Vivimos para conseguir cosas
materiales que rara vez nos darán la felicidad, pero que nos
definen. A veces, la finalidad del objeto queda en un segundo plano
frente al simbolismo que se ha otorgado al mismo. Un buen ejemplo
de esto son los automóviles: hay quien tiene un Seat Ibiza y quien
conduce un Mercedes o un Ferrari para marcar su estatus social o,
por lo menos, dar el pego. Otro ejemplo muy claro es el mundo de la
moda, donde cada marca tiene un público muy concreto que busca
proyectar una imagen de exclusividad.
Más allá de los objetos artísticos o religiosos, existen otros
cuyo valor material es difícil de cuantificar. Objetos heredados de
antepasados, regalos, trastos a los que la pátina del tiempo ha
concedido un aura especial, un valor sentimental que los hace
únicos. Siempre me han gustado los objetos antiguos.

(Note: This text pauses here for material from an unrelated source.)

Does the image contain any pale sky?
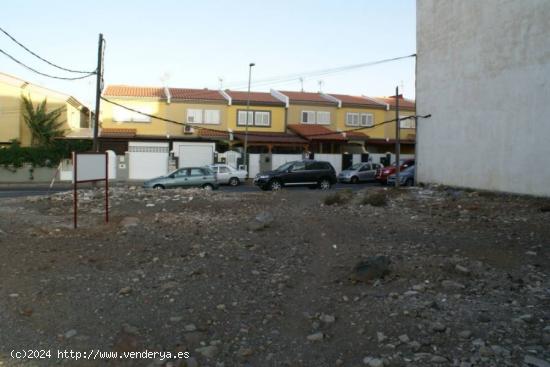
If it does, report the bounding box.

Me gusta
fantasear sobre qué manos habrán usado una herramienta, o sobre
quién, dónde y cuándo habrá llevado una prenda que ahora duerme en
mi armario. Antigüedades que sobrevivieron a sus dueños y fueron
pasando de mano en mano a lo largo de los años, piezas que marcaron
el carácter y las vidas de sus propietarios y su entorno.
Un ejemplo revelador del simbolismo de los objetos son las gafas.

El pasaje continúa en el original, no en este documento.